唐辛子の効能は完全に解明されているわけではありませんが、脳を刺激して副腎髄質ホルモンの一種であるアドレナリンの分泌を活発にします。
アドレナリンは全身にさまざまな作用があり、発汗を促進するほか、心拍数を上げたり、エネルギー源であるブドウ糖の血中濃度を上昇させたりします。その結果として、肥満を防ぐ、体内に有害な酸化物が蓄積することを防ぐ、炎症を抑える、抗がんなどの作用が報告されています。
北京大学やオックスフォード大学などの共同研究により、唐辛子が使用された辛い料理を日常的に食べる人は、そうでない人に比べて長生きする傾向があることが明らかになりました。これは、約50万の中国人を対象に、香辛料の摂取量と健康状態の相関関係を9年間にわたって追跡した結果です。
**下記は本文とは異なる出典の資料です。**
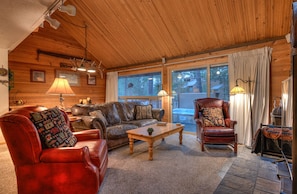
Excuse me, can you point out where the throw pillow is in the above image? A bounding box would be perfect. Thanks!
[202,108,225,127]
[135,104,153,120]
[30,107,77,148]
[99,103,121,126]
[89,110,108,126]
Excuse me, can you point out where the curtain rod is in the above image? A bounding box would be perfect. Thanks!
[117,54,228,72]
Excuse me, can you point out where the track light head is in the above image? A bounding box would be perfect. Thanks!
[44,15,61,30]
[59,5,76,16]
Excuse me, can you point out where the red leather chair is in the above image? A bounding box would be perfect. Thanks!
[0,106,108,194]
[194,98,237,153]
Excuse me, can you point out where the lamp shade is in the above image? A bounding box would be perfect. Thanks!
[230,85,245,95]
[158,89,168,96]
[44,16,61,30]
[59,5,76,16]
[46,78,74,96]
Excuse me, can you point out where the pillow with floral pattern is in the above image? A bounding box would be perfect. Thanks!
[202,107,225,127]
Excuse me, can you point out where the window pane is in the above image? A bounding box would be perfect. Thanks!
[118,72,161,96]
[171,65,229,132]
[210,65,229,101]
[118,72,161,108]
[172,68,207,131]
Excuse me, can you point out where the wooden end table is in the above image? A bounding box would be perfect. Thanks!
[127,123,184,160]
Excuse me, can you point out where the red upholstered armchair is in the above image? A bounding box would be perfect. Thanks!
[0,106,108,194]
[194,98,237,153]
この研究によると、辛い料理を食べる頻度が毎週1回未満の人に比べて、週に1~2日の人は、死亡リスクが10%低下していました。この結果に男女差はなく、アルコールを好む人は長寿作用が相殺されることもわかりました。調査期間中に死亡した人の原因について見ると、がん、虚血性心疾患、呼吸器疾患が少なくなっており、以前からいわれていた唐辛子の長寿効果が再確認されたことになります。
そこで「唐辛子をたくさん食べて長生きしよう!」と行動に移すのは早計です。メキシコ国立公衆衛生研究所は、「ハラペーニョ(メキシコの青唐辛子)をたくさん食べると、胃がんを発症しやすい」と警告しています。
ただし、こちらは「ハラペーニョを毎日10~20本以上食べた場合」というのが条件です。無理をすれば食べられない量ではないかもしれませんが、唐辛子好きの私も、さすがにそれほどは食べません。